Windbreaks not only provide privacy; they also make your pool eco-friendly by lessening the amount of water evaporation and helping to keep out debris that need energy to filter out. Not to mention that they provide relief from harsh winds, and whatever dirt and dust they may be blowing around.
9. Install A Pool Enclosure
If you’re after the ultimate in comfort, privacy, and eco-friendliness, a pool enclosure is the way to go. Having your pool partially or fully enclosed will provide shade and seclusion, and keep the ground around the pool from getting too hot. On top of all of the comfort benefits, there are green ones too.
A pool enclosure will help keep your pool cleaner and warmer, and lessen evaporation of precious water into the air. You’ll be able to clean, heat, and fill your pool less often.
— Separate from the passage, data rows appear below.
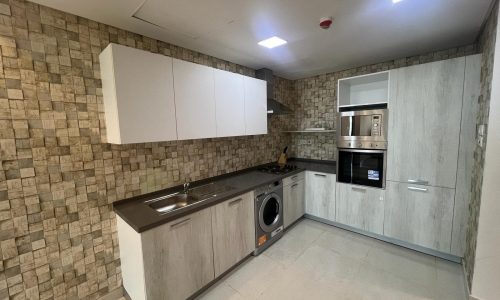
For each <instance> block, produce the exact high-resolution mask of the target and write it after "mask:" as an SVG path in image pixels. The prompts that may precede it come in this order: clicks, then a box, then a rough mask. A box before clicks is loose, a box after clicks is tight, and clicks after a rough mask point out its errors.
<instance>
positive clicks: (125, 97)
mask: <svg viewBox="0 0 500 300" xmlns="http://www.w3.org/2000/svg"><path fill="white" fill-rule="evenodd" d="M131 58H133V59H131ZM99 60H100V65H101V80H102V93H103V96H104V110H105V121H106V135H107V139H108V143H112V144H130V143H144V142H157V141H172V140H176V139H177V129H176V126H177V125H176V118H175V102H174V81H173V75H172V58H170V57H167V56H164V55H159V54H153V53H149V52H146V51H142V50H137V49H134V48H130V47H126V46H122V45H116V44H110V45H109V46H108V47H107V48H106V49H104V51H103V52H102V53H101V54H100V55H99Z"/></svg>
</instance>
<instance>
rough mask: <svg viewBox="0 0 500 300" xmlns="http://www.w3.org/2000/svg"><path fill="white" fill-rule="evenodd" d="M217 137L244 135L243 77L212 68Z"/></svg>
mask: <svg viewBox="0 0 500 300" xmlns="http://www.w3.org/2000/svg"><path fill="white" fill-rule="evenodd" d="M214 75H215V106H216V120H217V137H224V136H237V135H245V90H244V83H243V81H244V79H243V78H244V77H243V76H242V75H240V74H236V73H231V72H227V71H223V70H217V69H216V70H214Z"/></svg>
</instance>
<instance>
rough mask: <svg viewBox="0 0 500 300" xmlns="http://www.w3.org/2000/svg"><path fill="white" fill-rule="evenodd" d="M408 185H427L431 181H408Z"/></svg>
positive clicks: (420, 180)
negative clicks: (414, 184)
mask: <svg viewBox="0 0 500 300" xmlns="http://www.w3.org/2000/svg"><path fill="white" fill-rule="evenodd" d="M408 183H413V184H421V185H427V184H429V181H427V180H422V179H408Z"/></svg>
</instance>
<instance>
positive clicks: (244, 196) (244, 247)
mask: <svg viewBox="0 0 500 300" xmlns="http://www.w3.org/2000/svg"><path fill="white" fill-rule="evenodd" d="M254 203H255V201H254V193H253V192H250V193H246V194H243V195H241V196H238V197H236V198H233V199H230V200H227V201H225V202H222V203H219V204H217V205H216V206H214V207H212V230H213V245H214V268H215V277H218V276H219V275H221V274H222V273H224V272H225V271H227V270H228V269H229V268H231V267H232V266H234V265H235V264H237V263H238V262H239V261H241V260H242V259H243V258H245V257H246V256H247V255H248V254H250V253H251V252H252V251H253V250H255V221H254V219H255V218H254V217H255V210H254Z"/></svg>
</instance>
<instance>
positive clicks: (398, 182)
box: [384, 181, 455, 253]
mask: <svg viewBox="0 0 500 300" xmlns="http://www.w3.org/2000/svg"><path fill="white" fill-rule="evenodd" d="M454 198H455V189H449V188H441V187H432V186H422V185H413V184H407V183H401V182H392V181H387V188H386V205H385V220H384V234H385V235H386V236H388V237H391V238H395V239H399V240H402V241H405V242H409V243H412V244H416V245H419V246H422V247H426V248H430V249H434V250H438V251H441V252H446V253H449V252H450V251H451V248H450V247H451V230H452V223H453V204H454Z"/></svg>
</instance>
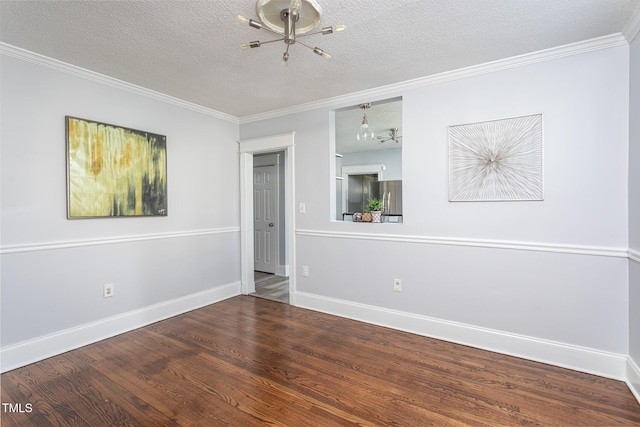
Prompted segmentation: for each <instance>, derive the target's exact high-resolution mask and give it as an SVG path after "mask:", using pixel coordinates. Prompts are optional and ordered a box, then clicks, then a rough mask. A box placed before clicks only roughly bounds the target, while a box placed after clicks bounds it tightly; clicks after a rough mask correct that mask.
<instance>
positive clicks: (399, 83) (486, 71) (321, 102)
mask: <svg viewBox="0 0 640 427" xmlns="http://www.w3.org/2000/svg"><path fill="white" fill-rule="evenodd" d="M626 44H628V42H627V39H626V38H625V36H623V35H622V34H621V33H618V34H612V35H609V36H603V37H598V38H595V39H590V40H585V41H581V42H577V43H571V44H567V45H563V46H558V47H553V48H550V49H545V50H540V51H537V52H532V53H527V54H524V55H519V56H514V57H511V58H506V59H500V60H497V61H492V62H487V63H484V64H479V65H473V66H470V67H466V68H460V69H457V70H452V71H445V72H443V73H438V74H433V75H430V76H425V77H419V78H417V79H412V80H407V81H404V82H400V83H394V84H391V85H387V86H381V87H378V88H374V89H367V90H363V91H360V92H353V93H350V94H347V95H340V96H336V97H333V98H326V99H322V100H319V101H313V102H309V103H306V104H299V105H294V106H292V107H287V108H282V109H279V110H273V111H268V112H265V113H259V114H254V115H250V116H244V117H240V124H246V123H252V122H257V121H260V120H267V119H273V118H276V117H282V116H286V115H289V114H294V113H301V112H304V111H309V110H314V109H316V108H342V107H347V106H350V105H353V104H358V103H360V102H362V100H363V99H366V100H368V101H377V100H380V99H385V98H388V97H390V96H398V95H399V94H400V93H401V92H403V91H407V90H412V89H418V88H421V87H426V86H432V85H437V84H441V83H447V82H451V81H455V80H461V79H466V78H468V77H474V76H478V75H482V74H488V73H493V72H496V71H502V70H508V69H511V68H517V67H522V66H524V65H530V64H535V63H538V62H544V61H550V60H554V59H559V58H563V57H567V56H573V55H579V54H582V53H587V52H591V51H594V50H600V49H606V48H611V47H616V46H621V45H626Z"/></svg>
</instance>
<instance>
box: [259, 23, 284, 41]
mask: <svg viewBox="0 0 640 427" xmlns="http://www.w3.org/2000/svg"><path fill="white" fill-rule="evenodd" d="M259 29H260V30H266V31H269V32H270V33H273V34H277V35H279V36H282V37H284V34H282V33H281V32H279V31H276V30H272V29H271V28H269V27H267V26H266V25H264V24H262V23H261V27H260V28H259ZM281 40H284V38H283V39H281Z"/></svg>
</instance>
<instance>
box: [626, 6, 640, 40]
mask: <svg viewBox="0 0 640 427" xmlns="http://www.w3.org/2000/svg"><path fill="white" fill-rule="evenodd" d="M639 32H640V5H639V6H638V8H637V9H636V11H635V12H634V13H633V15H631V19H629V22H627V25H625V27H624V29H623V30H622V35H623V36H624V38H625V39H626V40H627V42H628V43H631V42H632V41H633V39H634V38H636V36H637V35H638V33H639Z"/></svg>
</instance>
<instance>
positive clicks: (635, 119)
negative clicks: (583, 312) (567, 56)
mask: <svg viewBox="0 0 640 427" xmlns="http://www.w3.org/2000/svg"><path fill="white" fill-rule="evenodd" d="M630 55H631V66H630V72H629V76H630V90H629V95H630V96H629V98H630V108H629V118H630V120H629V249H630V250H631V251H632V253H635V260H631V261H629V355H630V356H631V358H632V359H633V360H634V361H635V364H636V366H640V37H638V36H636V37H635V39H634V40H633V42H632V43H631V53H630ZM638 380H640V378H639V379H638ZM637 387H638V391H639V392H640V383H639V384H638V385H637Z"/></svg>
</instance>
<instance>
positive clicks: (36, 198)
mask: <svg viewBox="0 0 640 427" xmlns="http://www.w3.org/2000/svg"><path fill="white" fill-rule="evenodd" d="M0 66H1V80H0V84H1V85H2V99H1V101H0V108H1V111H0V113H1V117H2V129H1V134H0V136H1V138H2V139H1V150H2V159H1V167H2V170H1V175H0V177H1V183H2V195H1V202H2V223H1V226H2V229H1V235H0V240H1V245H2V258H1V261H2V273H1V274H2V276H1V279H2V306H1V309H2V314H1V323H2V334H1V335H2V346H3V349H4V348H5V347H7V346H11V345H14V344H18V343H22V342H25V341H30V340H34V339H38V338H40V337H44V336H47V335H49V334H54V333H60V332H61V331H64V330H69V329H71V328H78V327H81V326H83V325H87V324H91V323H95V322H100V321H103V320H105V319H111V318H113V317H114V316H117V315H120V314H123V313H130V312H135V311H136V310H144V309H145V307H149V306H151V305H154V304H161V303H165V302H167V301H171V300H174V299H177V298H182V297H185V296H187V295H193V294H196V293H200V292H203V291H207V290H211V289H216V288H218V287H222V286H225V285H228V284H231V283H235V282H239V280H240V266H239V264H240V262H239V252H240V250H239V177H238V175H239V168H238V154H237V152H238V146H237V143H236V139H237V133H238V125H237V123H235V122H233V121H228V120H222V119H220V118H215V117H212V116H208V115H204V114H202V113H199V112H195V111H193V110H188V109H185V108H180V107H179V106H176V105H173V104H170V103H166V102H162V101H160V100H157V99H152V98H150V97H146V96H142V95H140V94H137V93H134V92H133V91H128V90H122V89H119V88H115V87H113V86H112V85H107V84H103V83H99V82H96V81H93V80H90V79H86V78H81V77H77V76H75V75H72V74H71V73H68V72H61V71H58V70H56V69H54V68H55V67H54V68H50V67H48V66H42V65H36V64H34V63H31V62H30V61H26V60H21V59H17V58H14V57H10V56H2V61H1V64H0ZM65 115H71V116H76V117H81V118H86V119H91V120H96V121H101V122H105V123H111V124H116V125H121V126H124V127H130V128H134V129H140V130H147V131H150V132H154V133H158V134H162V135H166V136H167V156H168V157H167V160H168V216H166V217H154V218H110V219H83V220H67V218H66V192H67V190H66V171H65V120H64V117H65ZM106 283H113V284H114V285H115V296H114V297H112V298H107V299H105V298H103V296H102V287H103V284H106Z"/></svg>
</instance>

A pool enclosure will also extend the amount of time you can swim, or even turn your pool into an oasis that’s swimmable year-round.
10. Party Green
Don’t forget to keep things green when you party! There are lots of ways to throw an eco-friendly pool party: from the grub to the decor, you can be an environmentally conscious host. There’s no need for wasteful paper invitations and plates. You can invite friends through email or Facebook, and invest in reusable plastic plates and servingware that won’t shatter if dropped poolside.
You don’t have to buy disposable decor to make the place look festive, just get creative with the home decor you already have. Try to find locally sourced and humanely treated food to serve your guests, and use LED string lights if your party will roll on into the night.
How Do You “Green” Your Pool?
These are just the top ten ways to be a green pool owner. What are some of your best tips for maintaining your pool while keeping the environment on your mind?